The Grove family descends from John Grove, who settled in Wiltshire in the 15th century. A later member of the family, William Grove (d. 1582), briefly represented Shaftesbury in the House of Commons. He purchased the Ferne estate in 1563 and the manor of Sedgehill, Wiltshire, in 1573; the latter continued in the Grove family, albeit reduced in size, until shortly after the death of the third baronet in 1962.

The presumed fourth Baronet never successfully proved his succession and was never on the Official Roll of the Baronetage. As of 2007 the presumed fifth and present Baronet has also not successfully proven his succession and is therefore not on the Official Roll, with the baronetcy considered dormant since 1962.

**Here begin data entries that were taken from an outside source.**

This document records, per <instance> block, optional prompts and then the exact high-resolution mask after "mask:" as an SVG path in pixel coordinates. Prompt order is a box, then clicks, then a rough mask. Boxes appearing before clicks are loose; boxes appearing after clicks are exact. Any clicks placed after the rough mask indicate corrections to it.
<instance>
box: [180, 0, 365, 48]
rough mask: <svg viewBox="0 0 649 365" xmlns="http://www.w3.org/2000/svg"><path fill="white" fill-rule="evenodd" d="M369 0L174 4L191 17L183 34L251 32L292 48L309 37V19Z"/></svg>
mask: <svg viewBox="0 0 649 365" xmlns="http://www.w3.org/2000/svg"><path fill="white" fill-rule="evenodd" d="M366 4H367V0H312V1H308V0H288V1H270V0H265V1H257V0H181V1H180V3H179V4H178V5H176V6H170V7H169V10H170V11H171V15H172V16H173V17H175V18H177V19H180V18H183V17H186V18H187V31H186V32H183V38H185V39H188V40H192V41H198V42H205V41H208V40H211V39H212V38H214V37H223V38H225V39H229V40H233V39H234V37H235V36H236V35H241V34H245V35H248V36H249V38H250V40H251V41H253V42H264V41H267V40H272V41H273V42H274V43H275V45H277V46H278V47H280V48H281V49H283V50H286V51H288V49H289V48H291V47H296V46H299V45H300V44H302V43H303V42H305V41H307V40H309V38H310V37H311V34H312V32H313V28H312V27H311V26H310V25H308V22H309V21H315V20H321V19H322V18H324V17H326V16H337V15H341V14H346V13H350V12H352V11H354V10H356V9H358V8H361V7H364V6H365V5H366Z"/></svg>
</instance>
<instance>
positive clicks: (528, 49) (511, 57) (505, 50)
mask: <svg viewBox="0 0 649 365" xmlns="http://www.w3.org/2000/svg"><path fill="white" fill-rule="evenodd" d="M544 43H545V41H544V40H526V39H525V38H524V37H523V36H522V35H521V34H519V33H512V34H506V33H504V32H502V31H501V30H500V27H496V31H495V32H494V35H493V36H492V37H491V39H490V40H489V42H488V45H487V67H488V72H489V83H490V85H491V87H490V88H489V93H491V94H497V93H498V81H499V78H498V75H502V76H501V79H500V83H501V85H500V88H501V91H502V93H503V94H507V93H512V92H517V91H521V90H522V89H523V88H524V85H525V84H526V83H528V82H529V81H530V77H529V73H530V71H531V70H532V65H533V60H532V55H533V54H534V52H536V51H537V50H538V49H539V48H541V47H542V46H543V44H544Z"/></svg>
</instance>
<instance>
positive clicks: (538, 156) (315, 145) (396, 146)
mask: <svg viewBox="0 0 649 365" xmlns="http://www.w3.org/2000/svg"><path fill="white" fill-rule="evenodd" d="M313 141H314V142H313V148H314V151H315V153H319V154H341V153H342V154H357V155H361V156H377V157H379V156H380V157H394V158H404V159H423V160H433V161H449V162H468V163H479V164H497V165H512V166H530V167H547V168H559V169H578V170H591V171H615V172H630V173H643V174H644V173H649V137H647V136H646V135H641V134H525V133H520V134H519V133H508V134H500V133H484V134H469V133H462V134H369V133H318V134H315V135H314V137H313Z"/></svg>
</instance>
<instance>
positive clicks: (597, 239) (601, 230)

==Grove baronets, of Ferne House (1874)==
- Sir Thomas Fraser Grove, 1st Baronet (1823–1897)
- Sir Walter John Grove, 2nd Baronet (1852–1932)
- Sir Gerald Grove, 3rd Baronet (1886–1962)
- Walter Felipe Grove, 4th Baronet (1927–1974)
- Charles Gerald Grove, presumed 5th Baronet (born 1929). His name does not appear on the Official Roll as of , which marks the baronetcy as dormant.

The heir presumptive is the present holder's brother Harold Thomas Grove (born 1930).